The official words state that "It is unlawful ... to adulterate a urine or other bodily fluid sample with the intent to defraud a drug or alcohol screening test ... to possess adulterants that are intended to be used to adulterate a sample ... sell adulterants with the intent that they be used to adulterate a sample."

Needless to say, my inventory was swept into a box and put in the storage room.

Although I never stated such a purpose for these products, I admit that all of us business folks have the sneaking suspicion that they might be used to foul up drug testing. However, it has been a decade of don't ask, don't tell for me. I consider all drug screens for school and work to be a violation of one's civil rights, and feel that the public has a constitutional right to interfere with any search without reasonable cause. Anyway, studies suggest that random and pre-job drug testing policies are associated with lower levels of productivity, not higher (Working USA '98).

My business will survive without selling detox products. However, I worry about the many customers who came in, some monthly, in order to purchase these products. Some will resort to internet sales although many express reluctance to have such items shipped through the mail to their home addresses. Most will likely head to their nearest border town in neighboring South Carolina, Tennessee and Virginia.

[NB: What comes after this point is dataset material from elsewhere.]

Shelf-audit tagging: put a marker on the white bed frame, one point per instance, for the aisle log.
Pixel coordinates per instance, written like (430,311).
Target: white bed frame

I worry about the shrinking rights of Americans to do basically whatever the hell they want, as long as no one is hurt in the process. Nothing written on the labels of detox products stated any illicit purpose. Even the product touted by Tommy Chong's stony smile, Urine Luck, had its alternative stated use: Add to your aquarium to commit euthanasia in the case of sick and dying fish.

Hey, why not? Doesn't a legal use usually create a legal intent for the item? However, few of us can risk a felony conviction in order to stubbornly cling to our freedom to sell fruit pectin, assorted additives and little vials of yellow-dyed fluid.

I know that I live in the Bible Belt and should understand that community standards are a wee bit more conservative than in, say, Northern California. Still, we have the same Constitution down here as everywhere else in America. But until most drug testing is declared unconstitutional by the Supreme Court, we'll have to expect continued restrictions on related products and issues.

Debra McCorkle is a shopowner living in the mountains of North Carolina.